Cependant il n'est pas facile de faire cette réduction à ce qu'on pourrait appeler de façon suggestive le plus petit dénominateur commun. Un procédé fréquemment utilisé c'est l'emploi des petits auteurs, qui pensaient et sentaient comme « les masses anonymes » et écrivaient pour elles. Le règne des Eugène Sue et Barbara Cartland est enfin venu, ou plutôt, pour être plus honnête, car ce règne existait depuis longtemps pour de larges catégories de lecteurs, il est enfin reconnu et légitimé par les chercheurs. On se penche sur la bibliothèque bleue des petits romans édités à partir de 1602 et diffusés dans les foyers populaires par les colporteurs, on fait usage de toute sa subtilité, comme Umberto Eco, pour analyser les livres qui font pleurer Jenny.

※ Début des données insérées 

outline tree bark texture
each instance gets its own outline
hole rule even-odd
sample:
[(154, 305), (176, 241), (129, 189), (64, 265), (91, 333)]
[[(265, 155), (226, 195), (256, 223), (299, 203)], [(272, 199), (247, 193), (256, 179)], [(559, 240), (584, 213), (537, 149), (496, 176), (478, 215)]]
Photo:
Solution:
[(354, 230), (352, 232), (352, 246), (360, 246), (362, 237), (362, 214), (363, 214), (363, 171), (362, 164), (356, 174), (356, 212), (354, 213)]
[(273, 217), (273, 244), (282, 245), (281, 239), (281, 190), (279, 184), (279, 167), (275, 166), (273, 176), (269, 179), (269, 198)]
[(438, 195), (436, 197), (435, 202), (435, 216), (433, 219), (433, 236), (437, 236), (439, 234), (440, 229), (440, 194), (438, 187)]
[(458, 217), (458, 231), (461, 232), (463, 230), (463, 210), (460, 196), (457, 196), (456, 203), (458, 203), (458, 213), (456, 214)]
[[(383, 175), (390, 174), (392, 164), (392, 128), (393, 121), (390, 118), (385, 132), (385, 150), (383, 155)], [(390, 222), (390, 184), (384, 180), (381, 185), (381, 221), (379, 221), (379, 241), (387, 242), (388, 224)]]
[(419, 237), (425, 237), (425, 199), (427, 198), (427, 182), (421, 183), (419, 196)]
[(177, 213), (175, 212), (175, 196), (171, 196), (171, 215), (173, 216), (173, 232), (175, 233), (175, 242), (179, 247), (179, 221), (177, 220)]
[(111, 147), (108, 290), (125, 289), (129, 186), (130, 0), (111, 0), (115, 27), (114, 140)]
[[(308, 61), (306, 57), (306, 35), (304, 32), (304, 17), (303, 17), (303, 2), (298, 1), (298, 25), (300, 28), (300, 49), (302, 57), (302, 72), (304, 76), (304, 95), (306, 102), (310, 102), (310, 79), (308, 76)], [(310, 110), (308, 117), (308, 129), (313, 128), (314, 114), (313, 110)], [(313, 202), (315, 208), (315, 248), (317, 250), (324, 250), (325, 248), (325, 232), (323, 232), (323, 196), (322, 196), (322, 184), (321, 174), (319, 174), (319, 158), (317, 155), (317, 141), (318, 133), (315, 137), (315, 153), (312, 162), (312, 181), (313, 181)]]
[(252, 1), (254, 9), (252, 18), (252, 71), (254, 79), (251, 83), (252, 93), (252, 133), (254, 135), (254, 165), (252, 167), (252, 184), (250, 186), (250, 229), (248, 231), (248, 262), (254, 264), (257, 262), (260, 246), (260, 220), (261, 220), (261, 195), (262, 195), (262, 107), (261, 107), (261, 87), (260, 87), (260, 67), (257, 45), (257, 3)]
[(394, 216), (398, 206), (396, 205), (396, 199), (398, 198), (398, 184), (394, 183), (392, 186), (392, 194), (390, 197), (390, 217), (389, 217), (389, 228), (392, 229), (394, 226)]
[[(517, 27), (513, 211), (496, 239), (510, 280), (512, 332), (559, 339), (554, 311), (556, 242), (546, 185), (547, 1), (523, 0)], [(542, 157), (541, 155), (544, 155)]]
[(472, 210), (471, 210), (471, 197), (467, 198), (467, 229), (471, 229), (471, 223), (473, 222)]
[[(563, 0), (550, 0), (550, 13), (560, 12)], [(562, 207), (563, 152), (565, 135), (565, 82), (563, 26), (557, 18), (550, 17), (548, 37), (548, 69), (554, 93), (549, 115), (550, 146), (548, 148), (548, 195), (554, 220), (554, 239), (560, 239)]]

Un autre procédé consiste à utiliser les « œuvres », en les introduisant dans une série de textes de l'époque afin de dégager le dénominateur commun. Il faut souligner qu'il ne s'agit pas de les confronter à d'autres « œuvres », cas où la réduction de l'originalité ne serait pas suffisamment grande, mais à des textes vraiment quelconques. Ce procédé exige une excellente connaissance de la période et des fouilles patientes dans les archives, à la recherche d'une lettre ou d'un journal intime écrits par monsieur Un Tel. Il a été magistralement utilisé par Robert Darnton dans un chapitre intitulé « Le courrier des lecteurs de Rousseau: la construction de la sensibilité romantique » [ii] . Dès le titre, le déplacement d'intérêt du grand écrivain vers ses lecteurs est évident. En cherchant à « déterrer » ce qui reste de l'expérience des lecteurs simples « dans les bibliothèques et les archives », l'auteur a eu le bonheur de trouver quarante-sept lettres envoyées à partir de 1774 par un marchand de La Rochelle, Jean Ranson, à un important éditeur de livres français de Neuchâtel, dont il était le lecteur assidu. Heureusement, ces lettres sont très quelconques, donc très précieuses, parce qu'elles peuvent renseigner sur « l'homme de la rue ». « Rien n'est plus banal sans doute, mais l'intérêt des lettres de Ranson réside dans leur banalité ».